Wat hiervan ook zij, in ieder geval kan worden vastgesteld hetgeen hiervoor onder 4.6 derde gedachtestreepje is overwogen. Of daadwerkelijk door (het kantoor van) betrokkenen ook in de jaren voor 2011 een controle is uitgevoerd, doet verder niet af aan het oordeel dat betrokkenen bij hun controle nalatig zijn geweest, zodat de Accountantskamer nader onderzoek ter zake achterwege kan laten.

4.8 Op grond van artikel 2 Wtra kan de Accountantskamer een tuchtrechtelijke maatregel opleggen. Bij de beslissing daaromtrent in de onderhavige zaak houdt de Accountantskamer rekening met de aard en de ernst van het verzuim van betrokkenen, waarbij is meegewogen dat betrokkenen niet eerder met de tuchtrechter in aanraking zijn geweest. Alle omstandigheden in aanmerking nemend, waarbij mede van belang wordt geacht dat klaagster in aanzienlijke mate verantwoordelijk is geweest voor het aanreiken van informatie ter zake de door haarzelf veronderstelde mate van incourantheid van de voorraad, acht d e Accountantskamer in deze zaak oplegging aan beide betrokkenen van de maatregel van waarschuwing passend en geboden.

De Accountantskamer merkt nog op dat, nu het basisverwijt betreft de gebrekkige controle op de waardering van de voorraden, aan het daarom ten onrechte afgeven van de goedkeurende verklaring door betrokkene sub 1) wat betreft de op te leggen maatregel onvoldoende zelfstandige betekenis toekomt in dier voege dat ook bij betrokkene sub 1) kan worden volstaan met het opleggen van de maatregel van waarschuwing.

4.9 Op grond van al het hiervoor overwogene moet als volgt worden beslist.

5. Beslissing

De Accountantskamer:

-         verklaart de klacht gegrond in voege als hiervoor omschreven;

-         legt ter zake aan beide betrokkenen de maatregel van waarschuwing op;

-         verstaat dat de AFM en de voorzitter van de Nba, na het onherroepelijk worden van deze uitspraak èn de uitvaardiging van een last tot tenuitvoerlegging door de voorzitter van de Accountantskamer, ingevolge artikel 9, tweede lid juncto 47 Wtra zorgen voor opname van deze tuchtrechtelijke maatregel in het register, voor zover betrokkenen daarin zijn of waren ingeschreven;

-         verstaat dat - overeenkomstig het bepaalde in artikel 23, derde lid Wtra - het door klaagster betaalde griffierecht ten bedrage van € 70,-- (zeventig euro) door betrokkenen aan klaagster wordt vergoed.
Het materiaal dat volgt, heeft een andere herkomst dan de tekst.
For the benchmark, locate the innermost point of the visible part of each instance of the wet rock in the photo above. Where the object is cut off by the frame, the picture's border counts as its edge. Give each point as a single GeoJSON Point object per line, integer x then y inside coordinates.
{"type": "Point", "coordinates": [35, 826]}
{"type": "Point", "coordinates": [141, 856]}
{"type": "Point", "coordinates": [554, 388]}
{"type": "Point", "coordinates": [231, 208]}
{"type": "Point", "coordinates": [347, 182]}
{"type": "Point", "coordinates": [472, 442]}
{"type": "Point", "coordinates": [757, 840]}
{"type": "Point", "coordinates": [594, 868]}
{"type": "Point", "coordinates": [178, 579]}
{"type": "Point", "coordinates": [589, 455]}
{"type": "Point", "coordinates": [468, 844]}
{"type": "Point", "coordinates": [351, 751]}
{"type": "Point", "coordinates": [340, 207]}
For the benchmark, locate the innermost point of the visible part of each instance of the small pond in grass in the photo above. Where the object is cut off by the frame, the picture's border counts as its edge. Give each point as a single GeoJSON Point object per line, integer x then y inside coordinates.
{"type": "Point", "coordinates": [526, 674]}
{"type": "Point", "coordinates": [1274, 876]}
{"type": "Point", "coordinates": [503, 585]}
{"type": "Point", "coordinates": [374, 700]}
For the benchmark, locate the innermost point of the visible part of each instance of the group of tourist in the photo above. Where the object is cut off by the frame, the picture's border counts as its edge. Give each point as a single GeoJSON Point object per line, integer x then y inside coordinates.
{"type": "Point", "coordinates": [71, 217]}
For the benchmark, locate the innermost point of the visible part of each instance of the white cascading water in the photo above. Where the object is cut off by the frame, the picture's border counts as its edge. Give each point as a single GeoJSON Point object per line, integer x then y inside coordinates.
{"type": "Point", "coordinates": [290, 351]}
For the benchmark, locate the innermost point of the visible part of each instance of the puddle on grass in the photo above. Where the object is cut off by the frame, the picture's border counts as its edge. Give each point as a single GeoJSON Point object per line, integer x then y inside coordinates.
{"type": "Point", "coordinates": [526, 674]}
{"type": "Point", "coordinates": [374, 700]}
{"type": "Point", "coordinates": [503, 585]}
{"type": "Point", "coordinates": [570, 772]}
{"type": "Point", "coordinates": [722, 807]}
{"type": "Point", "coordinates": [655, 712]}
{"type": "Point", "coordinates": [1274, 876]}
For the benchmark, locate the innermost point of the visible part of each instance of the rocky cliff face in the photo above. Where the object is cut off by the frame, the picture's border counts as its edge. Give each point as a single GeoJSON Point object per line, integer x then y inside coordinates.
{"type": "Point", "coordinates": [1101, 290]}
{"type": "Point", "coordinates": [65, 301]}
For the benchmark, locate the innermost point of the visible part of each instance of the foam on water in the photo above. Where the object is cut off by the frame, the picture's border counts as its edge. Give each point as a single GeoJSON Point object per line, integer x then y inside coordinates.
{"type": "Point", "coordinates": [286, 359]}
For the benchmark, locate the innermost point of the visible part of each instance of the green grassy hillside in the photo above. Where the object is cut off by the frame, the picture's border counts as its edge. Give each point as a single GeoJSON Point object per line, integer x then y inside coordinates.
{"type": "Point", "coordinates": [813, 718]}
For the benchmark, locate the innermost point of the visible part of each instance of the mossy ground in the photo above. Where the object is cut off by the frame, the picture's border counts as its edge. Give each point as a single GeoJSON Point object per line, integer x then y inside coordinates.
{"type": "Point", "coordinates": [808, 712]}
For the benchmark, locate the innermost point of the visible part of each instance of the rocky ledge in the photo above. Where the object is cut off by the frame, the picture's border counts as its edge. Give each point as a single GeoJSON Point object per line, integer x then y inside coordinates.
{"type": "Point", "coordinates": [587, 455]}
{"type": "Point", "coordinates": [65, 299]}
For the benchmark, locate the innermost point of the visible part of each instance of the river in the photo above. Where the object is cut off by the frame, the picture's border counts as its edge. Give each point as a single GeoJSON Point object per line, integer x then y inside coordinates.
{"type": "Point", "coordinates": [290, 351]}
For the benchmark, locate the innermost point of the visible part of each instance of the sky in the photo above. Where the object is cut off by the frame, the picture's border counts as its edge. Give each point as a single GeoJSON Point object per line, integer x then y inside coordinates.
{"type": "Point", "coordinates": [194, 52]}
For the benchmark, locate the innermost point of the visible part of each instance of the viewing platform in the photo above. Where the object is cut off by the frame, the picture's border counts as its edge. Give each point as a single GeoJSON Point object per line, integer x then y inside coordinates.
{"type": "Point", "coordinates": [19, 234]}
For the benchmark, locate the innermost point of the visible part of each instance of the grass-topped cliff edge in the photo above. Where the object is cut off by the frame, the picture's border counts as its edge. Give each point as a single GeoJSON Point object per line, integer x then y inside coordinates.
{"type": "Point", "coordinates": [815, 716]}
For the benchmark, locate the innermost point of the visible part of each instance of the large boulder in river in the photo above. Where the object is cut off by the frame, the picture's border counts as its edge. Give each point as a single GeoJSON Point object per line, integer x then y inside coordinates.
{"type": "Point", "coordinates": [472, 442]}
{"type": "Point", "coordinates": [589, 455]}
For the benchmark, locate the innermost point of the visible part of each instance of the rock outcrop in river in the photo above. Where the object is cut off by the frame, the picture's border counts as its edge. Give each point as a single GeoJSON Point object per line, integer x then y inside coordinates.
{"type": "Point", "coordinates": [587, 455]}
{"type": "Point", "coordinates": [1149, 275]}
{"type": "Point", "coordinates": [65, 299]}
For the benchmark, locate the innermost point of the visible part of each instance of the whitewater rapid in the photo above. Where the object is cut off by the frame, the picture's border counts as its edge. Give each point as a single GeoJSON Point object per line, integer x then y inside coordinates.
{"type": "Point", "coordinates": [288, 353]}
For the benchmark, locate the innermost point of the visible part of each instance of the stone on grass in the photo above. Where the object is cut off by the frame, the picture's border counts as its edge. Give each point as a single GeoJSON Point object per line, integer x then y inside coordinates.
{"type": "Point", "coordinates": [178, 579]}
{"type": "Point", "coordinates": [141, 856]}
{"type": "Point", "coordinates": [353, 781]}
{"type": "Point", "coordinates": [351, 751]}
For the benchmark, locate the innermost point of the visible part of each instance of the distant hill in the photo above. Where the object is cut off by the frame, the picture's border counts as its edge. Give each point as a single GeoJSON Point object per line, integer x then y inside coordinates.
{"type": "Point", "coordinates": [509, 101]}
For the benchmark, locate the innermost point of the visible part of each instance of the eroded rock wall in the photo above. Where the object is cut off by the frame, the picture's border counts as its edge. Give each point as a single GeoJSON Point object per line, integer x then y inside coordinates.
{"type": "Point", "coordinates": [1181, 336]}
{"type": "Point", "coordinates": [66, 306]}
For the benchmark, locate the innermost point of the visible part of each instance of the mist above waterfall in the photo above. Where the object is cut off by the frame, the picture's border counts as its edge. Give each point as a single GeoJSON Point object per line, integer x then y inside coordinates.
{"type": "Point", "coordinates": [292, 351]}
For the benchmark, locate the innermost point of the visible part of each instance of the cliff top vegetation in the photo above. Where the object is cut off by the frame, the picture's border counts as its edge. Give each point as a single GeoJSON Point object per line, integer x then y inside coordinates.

Aldus beslist door mr. M.B. Werkhoven, voorzitter, mr. W.M. de Vries en mr. E.F. Smeele (rechterlijke leden) en P.A.S. van der Putten RA en J. Maan AA (accountantsleden) in aanwezigheid van W. Welmers, secretaris, en uitgesproken in het openbaar op 24 januari 2014.

_________                                                                            __________

secretaris                                                                                voorzitter

Deze uitspraak is aan partijen verzonden op:                                      

Ingevolge artikel 43 Wtra, juncto de artikelen 31 en 32 Wet tuchtrechtspraak bedrijfsorganisatie 2004, kunnen/kan klaagster en/of betrokkenen dan wel de voorzitter van de Nba tegen deze uitspraak binnen 6 weken na verzending daarvan hoger beroep instellen door het indienen van een beroepschrift bij het College van Beroep voor het bedrijfsleven, Postbus 20021, 2500 EA  Den Haag. Het beroepschrift dient te zijn ondertekend en de gronden van het beroep te bevatten.